A noção de consentimento livre é essencial ao Estado Moderno e explica porque razão a democracia encontrou no Estado-Nação o quadro ideal para o seu desenvolvimento (não me esqueço que foi igualmente no Estado-Nação que se desenvolveram tanto o fascismo como o comunismo, mas não abordarei esta questão para não tornar este texto mais pesado ao leitor). Este consentimento livre e racional supunha a existência de um espaço publico, mais precisamente o espaço nacional, onde os cidadãos tomassem conhecimento das leis, onde pudessem discuti-las e assim dar ou não o seu acordo através de representantes eleitos cuja autoridade era legitimada não a partir de forças obscuras, mas através da
própria população.
Ao consentimento livre e racional a modernidade adicionou a representação, que a distingue da democracia directa das cidades gregas. Todos conhecem a definição de
Aristóteles do homem como animal politico, mas poucos pensam o que significa aqui o termo "politico". Se o homem se caracteriza como um animal politico é porque é na cidade (polis) que ele pode realizar todas as suas potencialidades, num quadro social relativamente pequeno onde não apenas o debate como uma certa afinidade afectiva existia, tornando assim
possível a democracia directa. Ora no quadro nacional tal democracia directa era
impossível. A extensão do
território e o numero de cidadãos exigia um outro modelo que, mantendo o espaço de debate (com a imprensa) e a afinidade afectiva (com o
imaginário nacional), permitisse igualmente ao cidadão de sentir que as leis sob as quais ele conduz a sua vida são as leis que ele se deu a ele mesmo. Foi na representação que o Estado Moderno conseguiu preservar as virtudes politicas
atribuídas à democracia grega.
Ora, o que assistimos com a União Europeia é que o consentimento é hoje colocado em causa pois não estão criadas as condições para que ele exista. Não existe espaço publico europeu e quando
podíamos ter começado a criar um, com o
referendum sobre o Tratado Instituindo uma Constituição para a Europa, a União Europeia decidiu que cabia a cada Estado marcar a data que mais lhe convinha para a organização do dito
referendum. Resultado : em vez de termos tido um
referendum no mesmo dia em todos os
países europeus, criando assim um verdadeiro debate sobre a Europa, tivemos referenda em dias diferentes, condicionando assim cada resultado às politicas internas.

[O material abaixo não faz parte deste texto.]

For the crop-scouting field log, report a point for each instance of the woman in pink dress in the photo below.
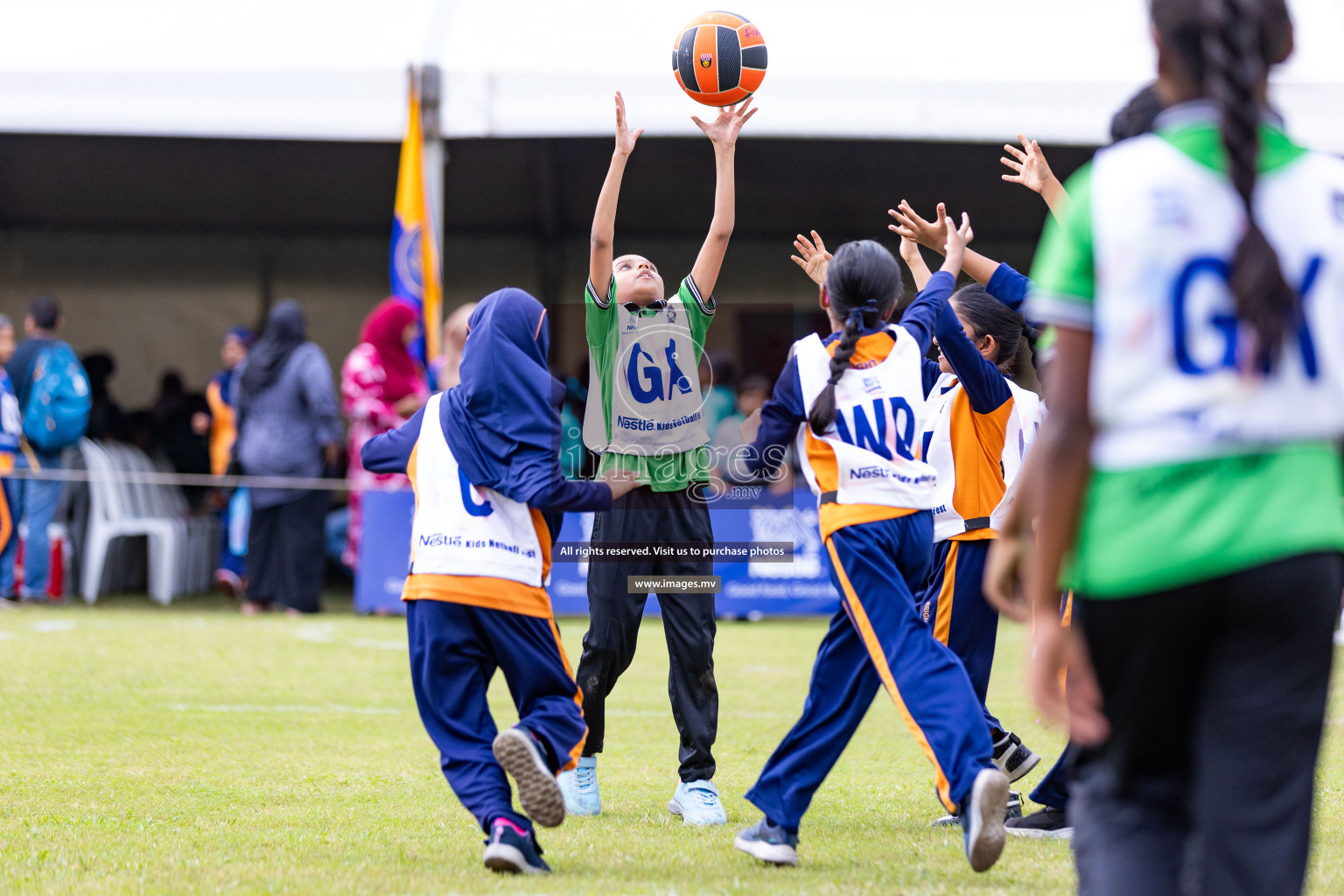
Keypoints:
(382, 386)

A falta de espaço publico de debate implica necessariamente que os temas europeus não possam ser debatidos racionalmente. Pelo contrario, eles encontram-se envolvidos numa espessa obscuridade da qual, muito naturalmente, apenas emergem imagens negativas. Mais do que isso, tal obscuridade dos temas europeus faz com que os
próprios cidadãos sintam que o centro de decisões lhes transcende, que eles não têm nenhuma influência sobre ele. Não é este sentido pejorativo que o termo "Bruxelas" tomou nos
últimos anos?

Assim sendo, a
abstenção nas eleições europeias são a consequência natural da falta de condições existentes para que os cidadãos europeus possam participar no processo de construção europeia. Muitos criticam esta construção politica europeia pela sua falta de democracia e esta critica não deve ser posta de parte. Muito pelo contrario. A partir do momento em que as Comunidades Europeias surgiram, elas fizeram-no com o
propósito de ultrapassar o Estado-Nação, culpado por ter
exacerbado as rivalidades nacionais que conduziram a Europa, e com ela o mundo, a duas guerras mundiais. Aquilo que parece que os pais fundadores da União Europeia não pensaram é que esse colocar em causa do Estado-Nação teria de ser acompanhado, necessariamente, por um repensar da democracia pois ela
deveria ser, como foi, afectada. Ao negligenciar a questão da participação dos europeus na construção da
União Europeia, ao não criar as condições para que uma tal participação aconteça, a União Europeia corre o risco de fazer regressar os europeus ao estado de
minoridade. A
abstenção é um sinal dessa
minoridade.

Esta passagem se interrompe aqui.